– Вы же сами сказали, что, излагая свои мысли, мы опираемся на мысли других…
– Если бы он был мой сын, мы бы с вами были хорошо знакомы, более того, тринадцать лет назад наши гаражи стояли бы по соседству. Или вы забыли, Алексей Горанович, как тогда Виталий, плутая по своему обыкновению по двору, забрел в гаражный массив, где и встретил вас. Вы возились со своей серебристой «десяткой». Он видел вас и раньше, когда вы с его отцом разговаривали, поэтому и подошел без боязни, и громко поздоровался. И случился у вас с ним разговор, и подарили вы ему книжицу, похожую на обычный синий ежедневник. С нее-то все и началось. Неужели ничего этого не помните?
– Помню. И менее всего хочу слышать это от посторонних, вроде товарища Путевого.
– Товарищ Путевой уже отбыл по своим делам. И он-то как раз мог бы рассказать что-то свое. Не лживое, а свое. А зачем вам мой рассказ, тем более, если вы меня считаете отцом Виталия? И Панегирик вам зачем? Тринадцать лет назад вы сами с этой историей справлялись.
– О-хо-хо… А дело все в том, что прямое волшебство помочь никому не может, может только навредить. Усыпить, например, до смерти яблочком наливным. А чтоб разбудить, оживить, королевич Елисей нужен, чтоб сам, своими руками гроб хрустальный расколотил. Королевичу можно помочь, но окольными путями. Пушкин это хорошо понимал. А я тринадцать лет назад – нет.
– Ах, вот как оно у вас получается. Цинично.
– А как еще в двадцать первом веке о волшебстве можно разговаривать? Ощущение чудес давно промотано, на серебристые седаны пущено.
На листе бумаги проявилось несчастное лицо Панегирика.
– Теперь я понимаю, почему я такой недоделанный получился.
– Понимаешь, Панегирик? Вот и молодец. Получались бы такие, как ты, доделанными да молодцами хоть куда, человечество давно достигло бы своей мечты об абсолютном слуге.
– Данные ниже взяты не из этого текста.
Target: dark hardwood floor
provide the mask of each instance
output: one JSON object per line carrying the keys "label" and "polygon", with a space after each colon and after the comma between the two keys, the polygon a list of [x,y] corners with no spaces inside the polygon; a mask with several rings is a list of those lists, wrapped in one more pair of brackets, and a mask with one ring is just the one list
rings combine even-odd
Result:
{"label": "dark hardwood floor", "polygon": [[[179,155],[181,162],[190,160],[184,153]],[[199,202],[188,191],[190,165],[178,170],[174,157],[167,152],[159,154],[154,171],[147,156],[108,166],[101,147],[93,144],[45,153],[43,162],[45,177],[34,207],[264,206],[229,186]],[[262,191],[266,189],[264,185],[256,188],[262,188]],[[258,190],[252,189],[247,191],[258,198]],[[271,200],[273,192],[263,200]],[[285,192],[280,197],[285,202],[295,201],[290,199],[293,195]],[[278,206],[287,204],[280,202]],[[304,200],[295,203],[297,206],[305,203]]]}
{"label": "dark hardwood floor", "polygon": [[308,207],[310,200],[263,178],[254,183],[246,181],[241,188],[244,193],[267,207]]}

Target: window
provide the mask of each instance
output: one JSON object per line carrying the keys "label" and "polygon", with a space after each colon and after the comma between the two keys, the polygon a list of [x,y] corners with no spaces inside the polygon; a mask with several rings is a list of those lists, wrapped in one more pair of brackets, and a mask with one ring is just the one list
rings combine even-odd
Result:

А после этого оно окончательно улеглось бы на обобщенный диван и уснуло. Поэтому ты, Панегирик, расти теперь и развивайся сам. А помощь твоя понадобится.
Буковки дрогнули, изображение Горыныча поколебалось, но устояло.
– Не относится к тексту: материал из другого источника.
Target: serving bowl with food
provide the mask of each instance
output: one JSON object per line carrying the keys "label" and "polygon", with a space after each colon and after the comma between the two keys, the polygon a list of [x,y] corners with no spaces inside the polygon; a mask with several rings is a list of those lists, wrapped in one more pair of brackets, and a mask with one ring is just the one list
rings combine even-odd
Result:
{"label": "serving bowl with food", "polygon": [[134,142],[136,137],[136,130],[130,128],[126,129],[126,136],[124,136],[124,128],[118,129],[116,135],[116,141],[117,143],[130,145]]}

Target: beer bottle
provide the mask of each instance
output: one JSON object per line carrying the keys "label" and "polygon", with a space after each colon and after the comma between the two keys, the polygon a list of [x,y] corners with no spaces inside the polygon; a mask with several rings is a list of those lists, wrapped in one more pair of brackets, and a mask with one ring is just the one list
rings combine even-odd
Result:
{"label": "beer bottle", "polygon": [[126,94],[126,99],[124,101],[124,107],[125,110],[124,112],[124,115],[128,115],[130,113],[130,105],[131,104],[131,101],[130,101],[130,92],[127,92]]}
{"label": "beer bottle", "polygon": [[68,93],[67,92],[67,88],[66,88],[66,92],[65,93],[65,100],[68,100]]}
– Еще вопрос, наш уважаемый слуга, будет ли в тексте кошка? Искусственные котята-сфинксы не в счет.
– Новое дело. Как же кошка с Бонифацием уживется?
– Запросто. Не будет же Бонифаций бегать за ней со страницы на страницу.
– Появится кошка, потребуется канарейка?
– Нет, только не канарейка. Лучше щегол.
– Ладно, господа, мы уже пошли не туда. По существу сказанного будем считать, что мы прояснили позиции.
– Кх-м…
– Что, Панегирик?
– Мне пока ничего не ясно…
***
…С глубоким вздохом Виталий разгрузил свой ранец, и ежедневник опять, как специально, напомнил ему о себе, оказавшись поверх стопки учебников и тетрадей. Издав утробное рычание, Виталий распахнул синюю книжицу и остолбенел.